Troisièmement, l’innovation continue. L’État réseau du savoir se développe par l’innovation continue. Cela inclut non seulement l’innovation technologique, mais aussi l’innovation institutionnelle et sociale. Par exemple, grâce à l’innovation technologique, de nouveaux produits et services peuvent être développés, favorisant ainsi la croissance économique. Grâce à l’innovation institutionnelle, des systèmes administratifs efficaces peuvent être mis en place, améliorant ainsi la compétitivité de l’État. Grâce à l’innovation sociale, de nouvelles valeurs sociales peuvent être créées, favorisant ainsi le développement de la société.

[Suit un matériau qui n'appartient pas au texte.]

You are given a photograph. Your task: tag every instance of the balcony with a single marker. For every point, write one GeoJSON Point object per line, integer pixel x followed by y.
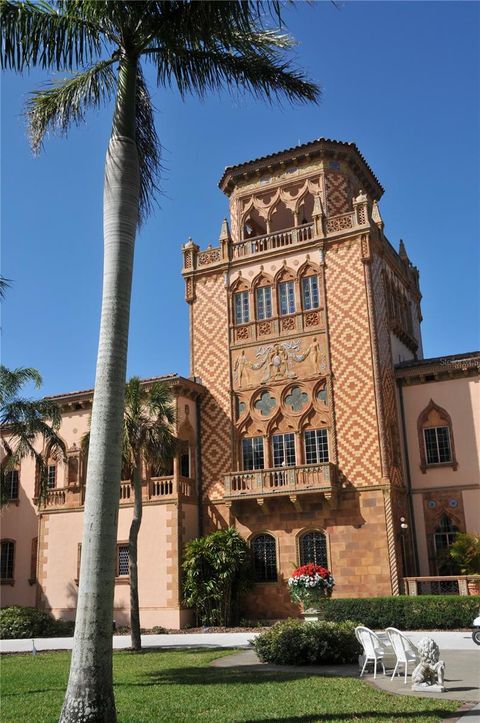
{"type": "Point", "coordinates": [156, 489]}
{"type": "Point", "coordinates": [292, 482]}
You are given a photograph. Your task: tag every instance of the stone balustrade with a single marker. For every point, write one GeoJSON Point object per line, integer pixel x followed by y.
{"type": "Point", "coordinates": [319, 478]}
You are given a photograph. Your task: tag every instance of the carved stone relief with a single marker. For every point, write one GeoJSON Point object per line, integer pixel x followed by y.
{"type": "Point", "coordinates": [279, 361]}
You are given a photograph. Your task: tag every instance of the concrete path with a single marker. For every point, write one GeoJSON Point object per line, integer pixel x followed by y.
{"type": "Point", "coordinates": [447, 640]}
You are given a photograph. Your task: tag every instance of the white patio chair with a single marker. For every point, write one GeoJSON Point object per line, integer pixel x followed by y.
{"type": "Point", "coordinates": [373, 648]}
{"type": "Point", "coordinates": [404, 649]}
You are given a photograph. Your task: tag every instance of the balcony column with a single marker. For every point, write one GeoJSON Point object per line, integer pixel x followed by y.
{"type": "Point", "coordinates": [267, 452]}
{"type": "Point", "coordinates": [299, 458]}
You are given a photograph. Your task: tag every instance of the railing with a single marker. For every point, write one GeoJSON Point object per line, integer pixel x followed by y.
{"type": "Point", "coordinates": [439, 585]}
{"type": "Point", "coordinates": [290, 480]}
{"type": "Point", "coordinates": [55, 497]}
{"type": "Point", "coordinates": [156, 488]}
{"type": "Point", "coordinates": [271, 241]}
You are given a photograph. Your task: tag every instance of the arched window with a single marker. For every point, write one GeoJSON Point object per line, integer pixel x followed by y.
{"type": "Point", "coordinates": [7, 561]}
{"type": "Point", "coordinates": [313, 548]}
{"type": "Point", "coordinates": [435, 437]}
{"type": "Point", "coordinates": [443, 538]}
{"type": "Point", "coordinates": [264, 553]}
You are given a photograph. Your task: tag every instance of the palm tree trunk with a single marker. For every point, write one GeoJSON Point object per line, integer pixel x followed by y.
{"type": "Point", "coordinates": [133, 557]}
{"type": "Point", "coordinates": [89, 695]}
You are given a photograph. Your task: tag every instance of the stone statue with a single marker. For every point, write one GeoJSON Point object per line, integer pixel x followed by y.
{"type": "Point", "coordinates": [429, 673]}
{"type": "Point", "coordinates": [241, 368]}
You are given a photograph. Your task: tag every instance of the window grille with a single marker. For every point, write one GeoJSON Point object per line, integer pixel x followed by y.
{"type": "Point", "coordinates": [51, 476]}
{"type": "Point", "coordinates": [316, 446]}
{"type": "Point", "coordinates": [437, 445]}
{"type": "Point", "coordinates": [252, 452]}
{"type": "Point", "coordinates": [242, 310]}
{"type": "Point", "coordinates": [311, 297]}
{"type": "Point", "coordinates": [283, 450]}
{"type": "Point", "coordinates": [313, 548]}
{"type": "Point", "coordinates": [11, 484]}
{"type": "Point", "coordinates": [7, 559]}
{"type": "Point", "coordinates": [264, 302]}
{"type": "Point", "coordinates": [123, 560]}
{"type": "Point", "coordinates": [287, 297]}
{"type": "Point", "coordinates": [264, 558]}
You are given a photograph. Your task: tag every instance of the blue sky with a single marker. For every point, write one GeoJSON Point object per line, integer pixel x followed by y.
{"type": "Point", "coordinates": [401, 79]}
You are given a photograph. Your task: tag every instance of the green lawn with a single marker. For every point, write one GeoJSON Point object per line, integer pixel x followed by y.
{"type": "Point", "coordinates": [180, 686]}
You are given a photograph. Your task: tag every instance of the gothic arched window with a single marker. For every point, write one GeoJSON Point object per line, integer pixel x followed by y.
{"type": "Point", "coordinates": [264, 553]}
{"type": "Point", "coordinates": [313, 548]}
{"type": "Point", "coordinates": [443, 537]}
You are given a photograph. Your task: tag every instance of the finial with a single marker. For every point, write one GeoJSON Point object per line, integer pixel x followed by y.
{"type": "Point", "coordinates": [376, 215]}
{"type": "Point", "coordinates": [317, 205]}
{"type": "Point", "coordinates": [225, 231]}
{"type": "Point", "coordinates": [402, 251]}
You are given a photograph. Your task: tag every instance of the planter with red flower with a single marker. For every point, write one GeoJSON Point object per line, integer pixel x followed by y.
{"type": "Point", "coordinates": [311, 585]}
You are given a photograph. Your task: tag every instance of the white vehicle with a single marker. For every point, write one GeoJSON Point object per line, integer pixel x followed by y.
{"type": "Point", "coordinates": [476, 632]}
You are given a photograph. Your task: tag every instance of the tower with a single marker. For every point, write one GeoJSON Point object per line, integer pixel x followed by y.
{"type": "Point", "coordinates": [297, 318]}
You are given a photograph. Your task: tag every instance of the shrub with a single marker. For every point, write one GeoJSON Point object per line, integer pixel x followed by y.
{"type": "Point", "coordinates": [465, 551]}
{"type": "Point", "coordinates": [217, 569]}
{"type": "Point", "coordinates": [18, 622]}
{"type": "Point", "coordinates": [421, 612]}
{"type": "Point", "coordinates": [293, 642]}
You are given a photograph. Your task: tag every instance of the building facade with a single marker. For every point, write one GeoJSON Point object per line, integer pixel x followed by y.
{"type": "Point", "coordinates": [311, 421]}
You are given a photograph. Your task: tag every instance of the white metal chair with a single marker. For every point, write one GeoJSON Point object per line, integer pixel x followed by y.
{"type": "Point", "coordinates": [373, 648]}
{"type": "Point", "coordinates": [404, 649]}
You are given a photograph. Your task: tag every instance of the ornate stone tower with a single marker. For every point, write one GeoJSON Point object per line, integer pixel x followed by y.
{"type": "Point", "coordinates": [297, 318]}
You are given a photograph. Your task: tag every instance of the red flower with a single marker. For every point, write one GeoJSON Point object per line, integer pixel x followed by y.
{"type": "Point", "coordinates": [311, 570]}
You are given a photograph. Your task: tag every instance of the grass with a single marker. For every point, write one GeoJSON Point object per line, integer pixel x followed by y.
{"type": "Point", "coordinates": [179, 686]}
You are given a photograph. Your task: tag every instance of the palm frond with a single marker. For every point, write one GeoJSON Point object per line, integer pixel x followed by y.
{"type": "Point", "coordinates": [12, 380]}
{"type": "Point", "coordinates": [148, 145]}
{"type": "Point", "coordinates": [58, 106]}
{"type": "Point", "coordinates": [259, 72]}
{"type": "Point", "coordinates": [37, 33]}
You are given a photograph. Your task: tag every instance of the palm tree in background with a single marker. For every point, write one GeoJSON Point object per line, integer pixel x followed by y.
{"type": "Point", "coordinates": [22, 422]}
{"type": "Point", "coordinates": [148, 443]}
{"type": "Point", "coordinates": [197, 47]}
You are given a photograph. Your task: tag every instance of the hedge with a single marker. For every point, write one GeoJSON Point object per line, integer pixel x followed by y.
{"type": "Point", "coordinates": [420, 612]}
{"type": "Point", "coordinates": [293, 642]}
{"type": "Point", "coordinates": [17, 622]}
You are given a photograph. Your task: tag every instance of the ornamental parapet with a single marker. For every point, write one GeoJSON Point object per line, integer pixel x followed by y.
{"type": "Point", "coordinates": [292, 482]}
{"type": "Point", "coordinates": [154, 490]}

L’État réseau du savoir joue un rôle crucial dans la politique mondiale du 21e siècle à travers ces transformations. L’importance de l’information et du savoir, l’utilisation de divers réseaux et l’innovation continue sont les éléments centraux de l’État réseau du savoir. Grâce à cela, les États peuvent améliorer leur compétitivité et établir leur position dans la politique mondiale.

Dans la prochaine ère de développement économique tirée par l’intelligence artificielle (IA), le rôle de l’État et du gouvernement subira une autre transformation significative. La gouvernance et l’administration étatiques basées sur l’IA peuvent tirer parti de la synergie entre la gestion des connaissances, l’analyse des données et les capacités de l’IA pour améliorer les processus de prise de décision, optimiser la prestation des services et accroître l’efficacité opérationnelle au sein des gouvernements. En intégrant ces éléments, les gouvernements peuvent exploiter la puissance de l’information, du savoir et de l’intelligence pour prendre des décisions plus éclairées et basées sur les données qui servent mieux leurs citoyens.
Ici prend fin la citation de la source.